Tu te souviens de nous, de ce qu'on a été. Tu te souviens de tout ce qu'on a vécu ensemble ? S'il te plaît, dis-moi que tu n'as pas oublié. On passait toutes nos journées à se parler. Et nos nuits aussi. On était complètement crevés le lendemain matin. Mais on était heureux, alors c'était pas grave. On était les plus heureux du monde. On se racontait toutes nos journées dans les moindres détails. Parfois, on s'appelait juste pour se dire « je t'aime ». Et d'autres fois, on s'appelait pendant des heures. Je me lassais jamais de ta voix. C'était ma mélodie préférée. Celle que j'écoutais avant de m'endormir. Et on a tout fait ensemble. On riait, on pleurait, on s'aidait, on se consolait, on se donnait de l'espoir et surtout, on s'aimait. Je n'ai jamais aimé quelqu'un aussi fort que je t'ai aimé toi. Parfois, je relis nos messages en pleine nuit, lorsque ton souvenir me hante un peu trop. Et je me retrouve à pleurer jusqu'au lever du jour. Dis, ça t'arrive toi de repenser à moi ? Toi aussi, t'entends l'écho de mon rire à chaque coin de rue, ma voix dans le creux de ton oreille la nuit dans ton lit ? Toi aussi, tu sens encore mon parfum flotter dans l'oreille ? Tu vois aussi mon visage à travers chaque personne ? Je t'en supplie, dis-moi que j'existe encore quelque part au fin fond de ton cœur.
Tu as été le rayon de soleil lors des plus imposantes tempêtes. Tu as été l'étincelle dans la pénombre. Tu as été la lune dans la nuit. Tu as été le sourire entre les sanglots. Tu as été la caresse sur mes cicatrices. Tu as été le « je t'aime » parmi les « je me déteste ». Tu as été la voix douce après les cris. Tu as été l'ange parmi mes démons. Tu as été la main tendue lorsque je ne savais plus tenir debout. Tu as été l'espoir aux moments où je n'y croyais plus. Tu as été la vie quand j'ai frôlé la mort.
Quelquefois, je voudrait me laisser sombrer. Tout me semble dénué de sens, l'espoir manque en mon être. Alors tu sais, il y a des soirs durant lesquels je cesse mes activités en me demandant la raison de celles-ci. Par ces interminables réflexions, je me rends simplement compte que rien n'a d'importance lorsque le futur est incertain. La vie existera toujours sans ma présence, les gens poursuivront leur train de vie, leur bonheur ne s'affaiblira, les visages ne s'éteindront pas. En fait, rien ne changera.
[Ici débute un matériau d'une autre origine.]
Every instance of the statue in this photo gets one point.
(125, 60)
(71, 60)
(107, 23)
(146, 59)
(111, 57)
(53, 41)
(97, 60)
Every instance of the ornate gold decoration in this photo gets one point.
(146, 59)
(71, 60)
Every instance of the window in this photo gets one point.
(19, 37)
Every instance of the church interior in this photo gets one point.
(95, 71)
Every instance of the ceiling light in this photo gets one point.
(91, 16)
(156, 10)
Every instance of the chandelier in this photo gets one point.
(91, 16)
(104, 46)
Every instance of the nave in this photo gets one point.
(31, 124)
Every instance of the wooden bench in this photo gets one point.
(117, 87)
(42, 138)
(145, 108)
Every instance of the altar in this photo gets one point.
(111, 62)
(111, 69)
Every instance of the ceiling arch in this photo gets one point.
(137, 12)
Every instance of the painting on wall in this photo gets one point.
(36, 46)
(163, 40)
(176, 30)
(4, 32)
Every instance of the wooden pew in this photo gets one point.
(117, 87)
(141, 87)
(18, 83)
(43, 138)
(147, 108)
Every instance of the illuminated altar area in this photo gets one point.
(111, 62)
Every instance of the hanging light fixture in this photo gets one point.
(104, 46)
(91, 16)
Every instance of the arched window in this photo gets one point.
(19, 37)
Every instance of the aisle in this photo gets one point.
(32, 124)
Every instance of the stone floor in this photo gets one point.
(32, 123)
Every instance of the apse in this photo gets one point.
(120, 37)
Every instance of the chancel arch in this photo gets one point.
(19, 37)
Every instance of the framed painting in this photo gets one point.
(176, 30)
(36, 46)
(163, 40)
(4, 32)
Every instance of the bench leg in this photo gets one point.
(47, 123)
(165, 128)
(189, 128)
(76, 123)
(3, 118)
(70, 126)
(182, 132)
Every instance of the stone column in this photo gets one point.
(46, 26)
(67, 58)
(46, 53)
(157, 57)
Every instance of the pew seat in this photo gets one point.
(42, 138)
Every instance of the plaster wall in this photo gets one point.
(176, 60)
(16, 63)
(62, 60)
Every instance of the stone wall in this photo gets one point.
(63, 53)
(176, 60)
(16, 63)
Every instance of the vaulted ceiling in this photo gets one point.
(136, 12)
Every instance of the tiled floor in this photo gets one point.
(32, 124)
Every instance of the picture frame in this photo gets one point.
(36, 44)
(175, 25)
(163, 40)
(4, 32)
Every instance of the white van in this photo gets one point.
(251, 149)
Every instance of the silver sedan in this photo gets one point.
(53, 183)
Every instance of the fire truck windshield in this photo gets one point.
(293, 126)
Je crois que leur indifférence est une raison supplémentaire de mon départ. Je pense que le monde ne pourra qu'être meilleur sans ma présence. Mais je reste dans l'attente, à l'affût de la moidre occasion. Je prends mon mal en patience afin de trouver la plus belle manière de m'envoler. Je ne sais combien de fois je m'écroulerai dans un long couloir sans vie, combien de fois j'hurlerai sous la pluie battante. Je ne connais pas la durée de la période durant laquelle je devrai encore étouffer ma peine au fond de mon être. Mais chaque soir, je regarderai les larmes aux yeux le temps défiler dans la même ruelle sombre.
Même si l'envie n'y est plus, souris. Souris à en oublier tes problèmes. Souris à en oublier que le monde est si laid. Souris à t'en cramer. Souris jusqu'à la fin. Souris simplement parce que chaque jour est une raison d'être heureux.
Je souffre encore, tu sais. Et la souffrance fera d'ailleurs toujours partie de ma vie. Elle sera toujours présente pour me rappeler que le teint rosé du coucher de soleil se noircit à la nuit tombée. Mais il ne faut jamais oublier que, tout comme le bonheur, la souffrance est éphémère. Les nuits peuvent sembler longues, voire interminables. Mais le soleil revient toujours. Toujours, crois-moi.
Il y a des fois, tu sais, où même les mouchoirs sont incapables de sécher les peines. Souvent, mon cœur a cesser de battre. Mais il arrivait aussi des fois où c'est mon corps qui a arrêté de se battre. Alors, tu sais, c'est ces soirs-là que ma voix s'est brisée à trop hurler. Que mes poings se sont détruits à trop frapper. Que mes bras ont été saccagés à trop dessiner. C'est ces soirs-là que quelque chose s'est éteint en moi.